Certains États ont déjà pris des mesures. Le Royaume-Uni a demandé à ses compagnies de contourner l'espace aérien biélorusse. La Lituanie et l'Ukraine ont, elles, interdit tous les vols via ce territoire. 

Les compagnies SAS et airBaltic ont aussi annoncé qu'elles allaient éviter ce territoire. Londres a par ailleurs annoncé la suspension de l'autorisation de la principale compagnie biélorusse, Belavia. 

L'UE, le Royaume-Uni et l'Allemagne ont convoqué les ambassadeurs biélorusses.

«Sans pression»   

Le commandant de l'armée de l'air biélorusse a lui assuré lundi que le pilote du vol Ryanair avait agi «sans ingérence extérieure» après cette supposée alerte à la bombe et qu'il a choisi d'atterrir à Minsk plutôt qu'en Ukraine ou en Pologne. 

Un responsable du ministère des Transports biélorusses a expliqué lui que l'aéroport de Minsk avait reçu une menace d'un auteur se proclamant de l'organisation palestinienne Hamas disant qu'une bombe était dans l'appareil et qu'elle exploserait au-dessus de Vilnius si l'UE n'arrêtait pas son soutien à Israël. 

Le chef de la diplomatie russe, Sergueï Lavrov, a de son côté jugé que Minsk avait agi de manière «raisonnable» en promettant une «transparence totale» sur l'incident.

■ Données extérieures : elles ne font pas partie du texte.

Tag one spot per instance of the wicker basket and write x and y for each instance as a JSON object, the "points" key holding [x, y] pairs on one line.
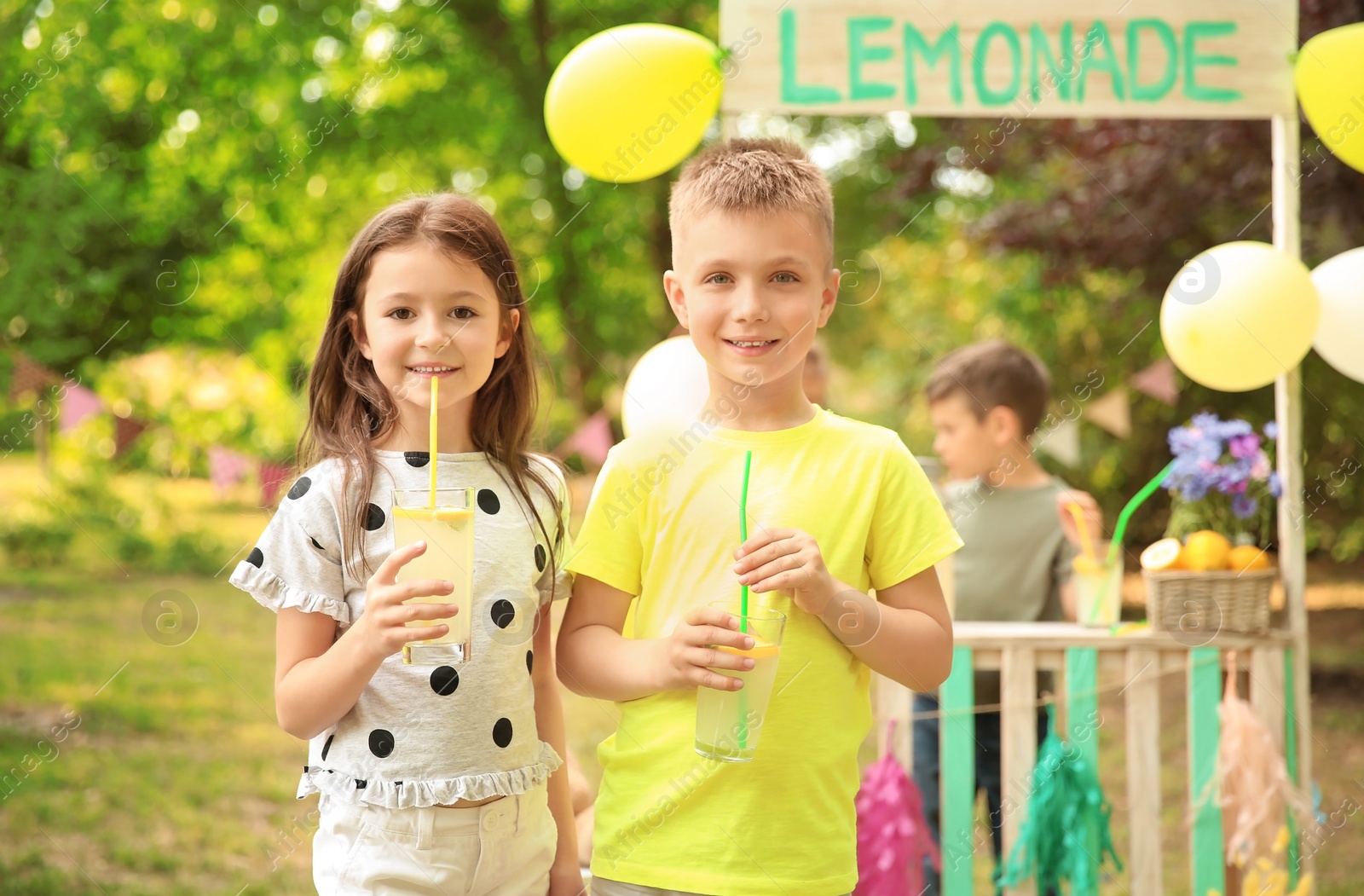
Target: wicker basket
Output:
{"points": [[1220, 602]]}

Minsk a dit avoir informé l'Organisation de l'aviation civile internationale, organisme dépendant de l'ONU, et l'Association internationale du transport aérien de sa «disposition à coopérer à une enquête impartiale».

Les États-Unis ont dénoncé un «détournement forcé» et l'UE a fustigé «une action complètement inacceptable». La France a suggéré une interdiction commune de l'espace aérien biélorusse. 

Pays voisin soutenant l'opposition en exil, la Pologne a parlé d'«acte de terrorisme d'État» tandis que l'OTAN a dénoncé «un incident sérieux et dangereux».

Dénonçant un acte de «piraterie», le patron de la compagnie irlandaise Ryanair, Michael O'Leary, a de son côté affirmé que des agents des services de sécurité biélorusses, le KGB, ont pu se trouver à bord du vol.

Les États-Unis, comme l'UE, ont appelé à la libération de Roman Protassevitch.

Le régime d'Alexandre Loukachenko, au pouvoir depuis 1994, a vu son autoritarisme aller croissant depuis la répression d'un mouvement de contestation inédit lors duquel des dizaines de milliers de personnes ont défilé dans les rues en 2020.

La contestation s'est progressivement essoufflée face à une répression impitoyable. Toutes les figures du mouvement se trouvent en prison ou en exil forcé, tandis que de lourdes peines de prison ont été infligées à des militants et à des journalistes.

Selon des passagers du vol Ryanair interrogés par l'AFP, Roman Protassevitch «avait très peur» et a dit qu'il «risquait la peine de mort» en Biélorussie.